ページや画像を移すだけでなく、URL、メタデータ、権限、承認、翻訳、アセットの権利、検索、計測、外部リンクを引き継ぐことが重要です。移行前に不要なコンテンツを整理し、代表データで変換と検証を行ってから本番移行します。移行後の検索流入と編集業務を確認できる受入基準を、開発開始前に決めておきます。

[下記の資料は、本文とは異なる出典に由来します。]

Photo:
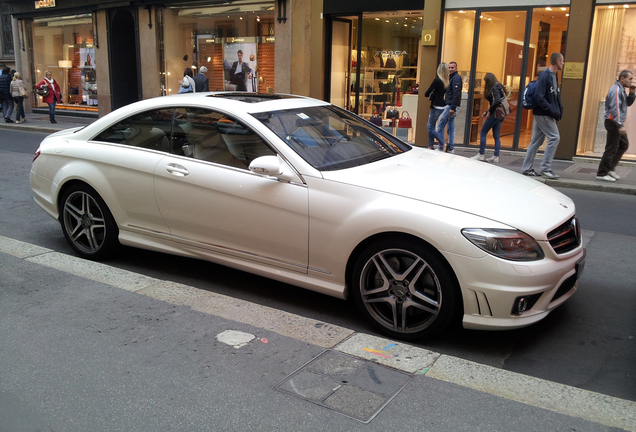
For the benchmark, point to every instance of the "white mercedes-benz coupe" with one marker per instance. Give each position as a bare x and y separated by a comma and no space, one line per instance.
304,192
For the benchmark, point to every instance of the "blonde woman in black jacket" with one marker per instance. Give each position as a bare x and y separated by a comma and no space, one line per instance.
495,93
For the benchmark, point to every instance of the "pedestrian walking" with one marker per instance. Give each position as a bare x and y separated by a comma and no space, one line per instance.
616,103
452,99
495,115
53,96
547,112
5,94
436,92
201,82
18,92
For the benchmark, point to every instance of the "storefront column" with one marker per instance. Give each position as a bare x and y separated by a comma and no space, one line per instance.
576,50
101,66
300,49
149,53
428,67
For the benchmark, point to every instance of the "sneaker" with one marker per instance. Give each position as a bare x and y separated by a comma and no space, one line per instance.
550,174
606,177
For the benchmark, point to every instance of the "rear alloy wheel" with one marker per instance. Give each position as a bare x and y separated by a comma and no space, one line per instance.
405,289
87,223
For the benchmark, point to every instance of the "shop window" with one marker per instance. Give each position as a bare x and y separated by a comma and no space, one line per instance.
457,46
212,36
612,49
64,45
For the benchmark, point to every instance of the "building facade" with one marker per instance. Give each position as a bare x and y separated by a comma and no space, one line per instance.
363,55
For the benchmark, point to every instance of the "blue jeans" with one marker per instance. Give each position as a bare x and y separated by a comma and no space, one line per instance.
52,112
542,127
494,124
432,133
7,107
448,120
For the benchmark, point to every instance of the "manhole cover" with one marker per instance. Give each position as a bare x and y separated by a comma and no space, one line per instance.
357,388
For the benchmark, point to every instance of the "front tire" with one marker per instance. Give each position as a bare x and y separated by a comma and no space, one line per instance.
405,289
88,225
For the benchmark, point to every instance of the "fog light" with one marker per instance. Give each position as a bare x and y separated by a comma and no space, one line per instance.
524,303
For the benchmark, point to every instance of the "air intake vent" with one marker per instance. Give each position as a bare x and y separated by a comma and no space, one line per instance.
567,237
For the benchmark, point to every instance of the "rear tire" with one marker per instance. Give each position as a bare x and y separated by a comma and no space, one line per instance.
405,289
88,225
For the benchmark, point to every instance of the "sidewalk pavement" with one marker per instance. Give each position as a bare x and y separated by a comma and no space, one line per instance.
579,173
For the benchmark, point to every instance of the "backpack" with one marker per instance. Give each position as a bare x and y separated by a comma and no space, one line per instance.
528,100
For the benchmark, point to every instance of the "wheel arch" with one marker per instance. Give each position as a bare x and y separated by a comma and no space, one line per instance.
397,237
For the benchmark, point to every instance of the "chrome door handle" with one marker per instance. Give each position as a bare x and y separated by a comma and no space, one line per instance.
177,170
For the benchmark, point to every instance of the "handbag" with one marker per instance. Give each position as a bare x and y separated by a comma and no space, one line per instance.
43,91
503,109
392,113
376,119
405,121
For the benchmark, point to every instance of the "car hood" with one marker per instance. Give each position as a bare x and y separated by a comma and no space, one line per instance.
466,185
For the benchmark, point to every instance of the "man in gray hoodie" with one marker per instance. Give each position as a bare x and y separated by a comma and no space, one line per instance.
616,103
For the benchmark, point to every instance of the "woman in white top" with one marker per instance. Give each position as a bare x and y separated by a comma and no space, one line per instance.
187,84
18,92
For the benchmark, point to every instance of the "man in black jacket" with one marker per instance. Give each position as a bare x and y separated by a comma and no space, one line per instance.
546,113
452,99
201,82
5,94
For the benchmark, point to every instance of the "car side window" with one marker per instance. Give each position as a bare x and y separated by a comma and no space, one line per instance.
150,130
214,137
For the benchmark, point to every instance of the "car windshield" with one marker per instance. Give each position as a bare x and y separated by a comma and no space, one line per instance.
330,138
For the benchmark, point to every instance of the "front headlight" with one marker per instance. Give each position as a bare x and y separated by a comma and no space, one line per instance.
512,245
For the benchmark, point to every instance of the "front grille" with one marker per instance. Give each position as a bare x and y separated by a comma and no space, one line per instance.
566,237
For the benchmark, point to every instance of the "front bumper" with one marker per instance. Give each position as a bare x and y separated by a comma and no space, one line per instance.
490,287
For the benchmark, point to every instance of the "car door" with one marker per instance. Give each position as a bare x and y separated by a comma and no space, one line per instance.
130,151
213,203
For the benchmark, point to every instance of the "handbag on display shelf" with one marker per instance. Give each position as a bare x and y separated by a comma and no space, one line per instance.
392,113
405,121
376,119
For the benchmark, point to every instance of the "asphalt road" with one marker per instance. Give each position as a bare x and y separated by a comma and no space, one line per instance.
589,342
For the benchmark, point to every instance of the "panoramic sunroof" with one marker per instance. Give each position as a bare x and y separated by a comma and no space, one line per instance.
253,97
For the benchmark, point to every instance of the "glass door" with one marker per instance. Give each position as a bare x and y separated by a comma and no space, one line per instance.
341,62
500,52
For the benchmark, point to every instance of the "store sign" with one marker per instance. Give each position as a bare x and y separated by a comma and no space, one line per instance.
573,70
39,4
429,37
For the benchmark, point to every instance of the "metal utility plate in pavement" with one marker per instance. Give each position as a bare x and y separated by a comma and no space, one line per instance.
354,387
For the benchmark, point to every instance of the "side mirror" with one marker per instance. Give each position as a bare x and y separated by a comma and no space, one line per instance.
266,165
273,166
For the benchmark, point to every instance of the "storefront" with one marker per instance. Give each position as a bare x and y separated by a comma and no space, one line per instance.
212,36
64,45
372,58
612,49
512,43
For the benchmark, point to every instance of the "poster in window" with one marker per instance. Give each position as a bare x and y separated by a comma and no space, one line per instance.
240,63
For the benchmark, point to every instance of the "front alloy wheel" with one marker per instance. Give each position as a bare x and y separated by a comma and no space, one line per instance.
405,290
87,223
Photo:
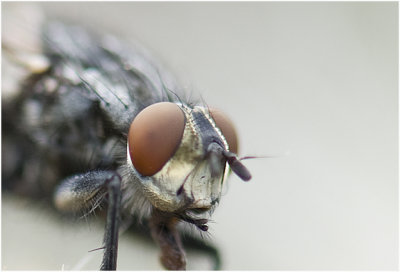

まとめ:AEMは要件と運用体制を設計してから導入します

Adobe Experience Managerのシステムは、Webサイトを作る道具にとどまらず、コンテンツ、アセット、フォーム、承認、翻訳、外部データを企業全体で扱うデジタル体験基盤です。複数サイト・多言語・大量アセット・高度なガバナンス・Adobe製品連携が必要な企業ほど、統合による効果を得やすくなります。
導入判断で押さえるべき要点です
AEMは、複数のサイトや国・ブランドをまたぐコンテンツを統制し、アセットや承認の再利用を進める企業に適しています。単一サイトで運用が単純な場合は、必要な機能と費用を比較し、AEMを採用する理由を具体的なKPIで説明できる状態にします。
次に確認する事項を決めます
導入時は、AEM Sites・Assets・Formsの範囲、Cloud Serviceと従来型の方式、標準とカスタムの境界、移行対象、連携、セキュリティ、教育、公開後の保守を一つの計画にまとめます。費用は公式の一律価格ではなく個別見積もりとなるため、ライセンスだけでなく初期実装、移行、教育、改善を含む3年TCOで比較します。開発会社・ベンダーを選ぶ際は、類似案件の実装範囲と担当体制、納品物、SLA、内製化支援まで確認すると、導入後の手戻りを減らせます。